Future Of The Internet Worrisome For Some Web Experts

Peter Suciu for redOrbit.com – Your Universe Online
The open Internet could be challenged by nation-states that look to maintain security and political control, and in the next decade this could lead to more blocking, filtering, segmentation and even balkanization of the Internet. Trust could evaporate in the wake of revelations about government and corporate surveillance with fears of even greater surveillance in the future.
These are two of the more worrisome concerns for the future of the Internet, according to a new study conducted by Pew Internet, which canvassed Internet experts about the future of the web. More than 1,400 Internet experts responded to questions on issues about accessing and sharing content online. The majority of respondents to the 2014 Future of the Internet study said that they had hopes that by 2025 there would not be significant changes for the worse or hindrances to the way in which people get and share content online.
Additionally, the respondents in this study offered the opinion that technology innovation will continue and moreover could continue to afford new opportunities for people to connect. However, as noted there remains the threat that nation-states could present challenges via crackdowns, while surveillance will also be a growing concern.

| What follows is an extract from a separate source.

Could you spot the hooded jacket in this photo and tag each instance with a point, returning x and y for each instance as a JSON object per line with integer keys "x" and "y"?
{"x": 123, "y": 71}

“Governments worldwide are looking for more power over the Net, especially within their own countries,” said Dave Burstein, editor of Fast Net News. “Britain, for example, has just determined that ISPs block sites the government considers ‘terrorist’ or otherwise dangerous. This will grow. There will usually be ways to circumvent the obstruction but most people won’t bother.”
The respondents also noted that Arab Spring remains an example of how the Internet could be used to organize political dissent while it also prompted crackdowns by the government.
In addition to government control, the other worrisome trends included the increasing commercial pressures affecting Internet architecture to the flow of information, which could in fact endanger the open structure of online life; and that efforts to fit the TMI (too much information) program there might be overcompensation that actually thwarts content sharing.
“Sharing is hindered by ridiculous 19th century laws about copyright and patent,” added Marcel Bullinga, technology futures speaker, trend watcher, and futurist. “Both will die away. That will spur innovation into the extreme. That is the real singularity.”
Mobile devices could also change the way information is controlled, said Jonathan Grudin, principal researcher at Microsoft Research.
“Today, people in some countries are hindered from accessing online information, but smaller mobile devices have made it more difficult to censor,” said Grudin. “I am guardedly optimistic that information providers and consumers will continue to elude government censorship. Information does seem to want to be free, and technology has made that easier on balance. I do not see a potent threat looming, and the commercial interest in disseminating information should not be underestimated.”
This study was conducted by the Pew Research Center Internet Project and Elon University’s Imagining the Internet Center in an online canvassing conducted between November 25, 2013 and January 13, 2014. This is the sixth Internet study the two organizations have conducted together since 2004, and in this project more than 12,000 experts and members of the interested public were invited to share their opinions on the likely future of the Internet.